Sunday, 13 April 2025

That tariff formula

I really want to get back to blogging. And what a time to do so, as the world collapses around us! So I'll start with a take on the (now partially suspended) Trump tariffs and in particular, that formula...


The formula through which Trump set his "reciprocal" tariffs has been roundly ridiculed, and as a determination for a tariff rate that other countries are charging the USA, it rightly deserves to be. But the administration's technical justification does not claim that it is the tariff that other countries are charging the US. Rather, it mislabels "reciprocal tariffs" as the tariff required to be levied by the USA on its trading partners in order to achieve bilateral trade balance. Does it make sense on this basis?

Kind of... They claim the trade elasticity ϵ=4 [reasonable], and the pass-through rate ϕ=0.25 [seems very low to me] (conveniently cancelling each other out, but let's take them at their word). So let's consider the case where xi=75 and mi=100 so that Δτi=25% and consider what this formula would predict happens:

Firstly, the formula assumes that there is no exchange rate adjustment, which is a fairly heroic assumption. And the formula also assumes no impact on exports, which is again questionable (though perhaps follows from no exchange rate adjustment in the absence of retaliation).
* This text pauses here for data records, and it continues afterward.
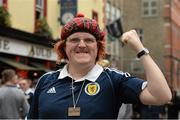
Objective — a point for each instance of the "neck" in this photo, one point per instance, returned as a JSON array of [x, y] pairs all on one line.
[[79, 71], [9, 83]]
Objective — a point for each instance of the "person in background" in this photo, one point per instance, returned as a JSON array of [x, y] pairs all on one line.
[[83, 89], [13, 103], [25, 86]]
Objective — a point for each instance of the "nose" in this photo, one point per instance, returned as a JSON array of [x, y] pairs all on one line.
[[81, 43]]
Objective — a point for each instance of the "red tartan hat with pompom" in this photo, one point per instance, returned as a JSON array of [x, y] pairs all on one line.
[[81, 24]]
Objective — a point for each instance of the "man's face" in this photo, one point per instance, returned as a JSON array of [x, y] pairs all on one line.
[[24, 85], [81, 48]]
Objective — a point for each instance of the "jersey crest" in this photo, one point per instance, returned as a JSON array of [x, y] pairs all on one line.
[[92, 88]]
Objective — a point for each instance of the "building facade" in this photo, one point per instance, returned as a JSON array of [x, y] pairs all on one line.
[[27, 45], [157, 23]]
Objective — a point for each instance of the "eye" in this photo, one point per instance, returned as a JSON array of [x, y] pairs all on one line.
[[74, 40], [89, 40]]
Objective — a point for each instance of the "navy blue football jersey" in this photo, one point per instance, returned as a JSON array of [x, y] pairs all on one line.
[[99, 98]]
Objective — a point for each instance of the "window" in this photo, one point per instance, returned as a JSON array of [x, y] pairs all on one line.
[[149, 8], [1, 2], [39, 9], [108, 12], [140, 32], [95, 15]]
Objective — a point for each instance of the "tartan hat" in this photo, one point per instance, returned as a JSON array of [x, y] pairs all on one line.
[[81, 24]]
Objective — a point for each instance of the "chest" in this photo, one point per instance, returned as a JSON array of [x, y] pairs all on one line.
[[93, 98]]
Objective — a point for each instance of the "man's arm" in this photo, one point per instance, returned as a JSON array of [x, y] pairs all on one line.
[[157, 91]]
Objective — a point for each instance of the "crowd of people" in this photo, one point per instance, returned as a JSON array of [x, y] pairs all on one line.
[[15, 95]]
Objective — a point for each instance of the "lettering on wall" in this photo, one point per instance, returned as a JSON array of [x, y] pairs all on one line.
[[4, 44], [39, 51]]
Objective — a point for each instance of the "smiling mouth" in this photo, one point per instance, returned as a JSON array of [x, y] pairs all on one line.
[[81, 52]]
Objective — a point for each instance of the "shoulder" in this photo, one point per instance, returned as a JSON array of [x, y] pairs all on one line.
[[116, 73], [48, 77]]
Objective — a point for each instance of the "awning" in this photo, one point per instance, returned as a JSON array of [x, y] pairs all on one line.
[[40, 66], [15, 64]]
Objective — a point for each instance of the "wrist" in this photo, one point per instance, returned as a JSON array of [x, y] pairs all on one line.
[[143, 52]]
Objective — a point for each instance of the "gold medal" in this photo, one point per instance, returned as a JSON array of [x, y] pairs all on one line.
[[74, 111]]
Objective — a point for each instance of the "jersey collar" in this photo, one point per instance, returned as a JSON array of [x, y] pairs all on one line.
[[92, 75]]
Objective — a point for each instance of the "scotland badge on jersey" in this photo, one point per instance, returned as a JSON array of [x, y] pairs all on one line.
[[92, 88]]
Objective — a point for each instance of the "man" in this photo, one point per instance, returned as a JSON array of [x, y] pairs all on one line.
[[25, 85], [13, 104], [83, 89]]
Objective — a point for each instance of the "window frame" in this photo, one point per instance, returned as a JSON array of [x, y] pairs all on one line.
[[149, 8]]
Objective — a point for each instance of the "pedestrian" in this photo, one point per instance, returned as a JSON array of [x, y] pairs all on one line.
[[83, 88], [13, 104], [25, 85]]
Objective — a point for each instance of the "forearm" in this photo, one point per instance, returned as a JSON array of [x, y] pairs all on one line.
[[157, 85]]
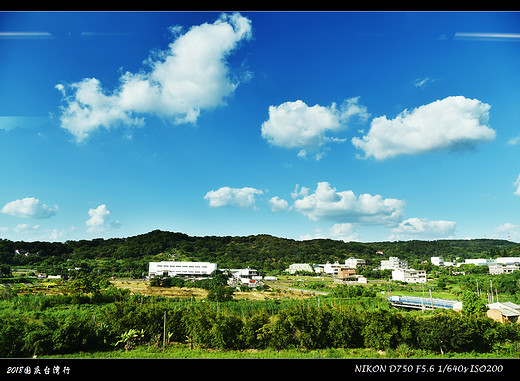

Secondly, the low pass-through rate implies that prices rise by 6.25% (25% tariff times 0.25 pass-through), meaning foreign producers accept a price cut of 18.75% (since the consumer price has to cover payment to the foreign producers and the tariff payment).

And thirdly, the 6.25% price rise combined with the trade elasticity of -4 means that imports fall by 25.

So what is the outcome of this? Well there is bilateral trade balance with exports and imports now both 75. But in income flow terms between the countries this is an overreaction, as the foreign producers are only paid 56.25 of this with the 25% tariff raising 18.75 for the US government. And US consumers won't be too happy: a 6.25% price increase, combined with a 25% drop in the nominal value, means they are enjoying 29.4% fewer imported goods.

Overall then, this formula may be an answer to the question: "what tariff should we charge to eliminate the trade deficit?"; but it relies on some heroic assumptions, and even taking it at face value its imposition implies some unpleasant outcomes.